On the Web: www.bringbrycehome.com

It’s been more than a month since 19-year-old Armstrong Atlantic State University student Bryce Tarter didn’t come home.

Since then, family, friends and a number of law enforcement agencies have scoured southeast Georgia looking for Tarter — all to no avail, so far.

“We’re continuing to talk to friends and relatives,” said Micah Ward, Georgia Bureau of Investigation special agent in charge at its Statesboro office, “somebody that might be able to give us a clue as to what could have happened.”

During a candlelight vigil for Tarter on Friday night at Goshen United Methodist Church, family members described Tarter as “a really, really sweet kid. He has a very mature attitude about not holding grudges, about doing to people as he would like them to do to him.”

Tarter lives with his aunt Tammie Griffin.

“He has so many manners. When you set him a breakfast, lunch or a dinner, he would say, ‘thank you, Aunt Tammie,” she said.

At the vigil, one of several held Friday night for Tarter, Griffin said she would complain from time to time about having no help around the house, with two dogs, eight cats, a husband, two kids and a full-time job. But she would get home, and Tarter’s pickup would be in the driveway.
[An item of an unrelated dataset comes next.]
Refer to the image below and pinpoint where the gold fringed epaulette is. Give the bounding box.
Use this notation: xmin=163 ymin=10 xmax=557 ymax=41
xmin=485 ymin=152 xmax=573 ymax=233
“I would walk in, and my counters would be all clean,” she said.

The search
What family and friends do know is Tarter was at a party in Statesboro on the night of Jan. 30. According to friends, he went back to Armstrong where his truck, a white 2000 Nissan Frontier crew cab short bed with Maine plates and an Atlanta Falcons logo and an Atlanta Braves “A” logo on the rear window, was parked.

He was then headed home to Guyton at around 3:30 a.m. Family and friends believe he would have traveled down Highway 204 to Old River Road to get to Guyton.

But no trace of Tarter or his truck have been found. Air, ground and water searches have been conducted through areas authorities and family members believe Tarter might have been.

“It’s just a real mystery,” Ward said.

There have been ground searches and searches by helicopter and airplane. Sonar-equipped boats have gone across bodies of water Tarter is likely to have crossed on his anticipated paths.

“We’ve tried, through the interviews, to get an idea of what his lifestyle was,” Ward said, “who his friends were, what his interests where.

Through that, we’ve tried to determine what routes of travel he would have most likely taken, either going home or going to visit friends.

“We’ve covered every single one of those we can conceivably come up with. We’ve driven the roads. We’ve flown them. And we’ve not been able to find anything.”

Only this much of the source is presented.